Glasgow's decision to build a municipally owned broadband network made city residents among Kentucky's first to enjoy widespread broadband availability, according to Ray. Thirty other Kentucky communities followed Glasgow's lead.
Across the nation, approximately 570 publicly owned electric utilities offered some kind of community broadband services at the end of 2003, up from 511 reported in 2002, according to a survey conducted by the American Public Power Association (APPA) of its members.
But a recent U.S. Supreme Court decision may slam the brakes on that activity. In a Missouri case ruling, the court upheld states' power to stop municipally owned utilities from entering the broadband market. Ray and others worry the decision will trigger waves of state legislation barring municipal utilities from offering cable and telecommunications services.
"We've got to assume this is the precursor to new laws being introduced," said Ray, adding that several states already have laws on the books prohibiting municipalities from offering telecom services. "In those states, I think the battle is over. Now it really gets into political will and your individual risk aversion situation."
Opponents of the practice say it's about time states clamped down. Utilities may view their entry into these markets as bringing needed resources to underserved communities, but detractors see unfair competition.

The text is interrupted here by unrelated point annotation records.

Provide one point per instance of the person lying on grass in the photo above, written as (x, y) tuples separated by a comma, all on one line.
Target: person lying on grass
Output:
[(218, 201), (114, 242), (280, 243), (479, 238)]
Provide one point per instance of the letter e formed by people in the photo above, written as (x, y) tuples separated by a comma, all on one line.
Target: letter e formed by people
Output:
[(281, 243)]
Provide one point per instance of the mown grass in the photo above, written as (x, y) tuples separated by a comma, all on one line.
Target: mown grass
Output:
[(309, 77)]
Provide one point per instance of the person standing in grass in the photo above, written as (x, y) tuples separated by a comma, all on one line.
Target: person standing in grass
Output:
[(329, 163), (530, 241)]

They say utilities -- as quasi-governmental entities -- have no place in the market, standing toe-to-toe with private companies.

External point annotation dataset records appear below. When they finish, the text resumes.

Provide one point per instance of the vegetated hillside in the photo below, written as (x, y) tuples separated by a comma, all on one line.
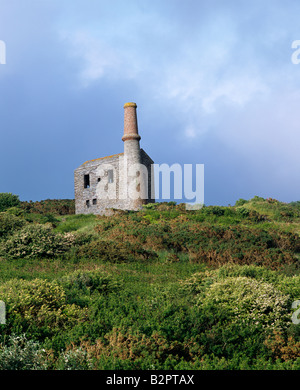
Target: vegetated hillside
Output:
[(162, 288)]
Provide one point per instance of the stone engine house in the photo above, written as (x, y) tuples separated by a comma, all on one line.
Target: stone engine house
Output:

"You have a couple of problems," said Thomas Lenard, senior fellow and vice president of research for the Progress & Freedom Foundation (PFF). "One is that typically these are losing propositions for taxpayers of the locality. The taxpayers of the municipality are being forced to make a very bad investment in terms of their taxpayer dollars.
"These are goods and services that are typically provided by the private sector," he said. "One of the reasons these are losing propositions for these localities is they are in head-to-head competition with private telephone and cable companies. This is a very competitive business. It's a low margin and high fixed-cost business. The private companies in it, many are having trouble surviving."

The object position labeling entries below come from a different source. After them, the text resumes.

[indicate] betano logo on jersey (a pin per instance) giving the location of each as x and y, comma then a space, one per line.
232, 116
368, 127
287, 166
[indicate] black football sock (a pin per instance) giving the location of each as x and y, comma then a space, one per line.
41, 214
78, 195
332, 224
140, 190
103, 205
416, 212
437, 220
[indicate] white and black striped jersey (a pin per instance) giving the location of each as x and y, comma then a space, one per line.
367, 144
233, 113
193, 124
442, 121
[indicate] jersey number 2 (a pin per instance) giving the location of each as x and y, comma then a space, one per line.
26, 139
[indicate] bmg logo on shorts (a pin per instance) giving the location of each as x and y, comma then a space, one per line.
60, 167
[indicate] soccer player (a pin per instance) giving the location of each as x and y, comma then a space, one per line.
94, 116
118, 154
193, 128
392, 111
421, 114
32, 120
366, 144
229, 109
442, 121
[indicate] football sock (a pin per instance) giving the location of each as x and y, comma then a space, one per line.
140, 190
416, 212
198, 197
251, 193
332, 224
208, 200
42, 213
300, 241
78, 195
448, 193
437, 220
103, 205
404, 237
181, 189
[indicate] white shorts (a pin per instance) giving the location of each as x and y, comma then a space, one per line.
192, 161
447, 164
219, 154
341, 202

Government Entry Into the Telecom Business: Are the Benefits Commensurate With the Costs?, a research report co-authored by Lenard released in February as part of the PFF's "Progress on Point" series of policy reports, studies three municipalities and determined that the benefits of each municipality's entry into the telecom market didn't offset the costs.
No municipal telecom entrants are covering their variable costs, Lenard said in his report, and the municipal entrants are subsidized by the towns' residents -- subsidies amounting to anywhere from $350 to more than $1,000 per customer, excluding capital costs.
"Citizens are paying through the back door, through higher taxes or higher electricity bills," he said.
Lenard's report is available online.
The Long Road
The last decade has seen much argument over public utilities competing with private cable and telecommunications companies. The U.S. Supreme Court ruling is the latest mile marker on a long road.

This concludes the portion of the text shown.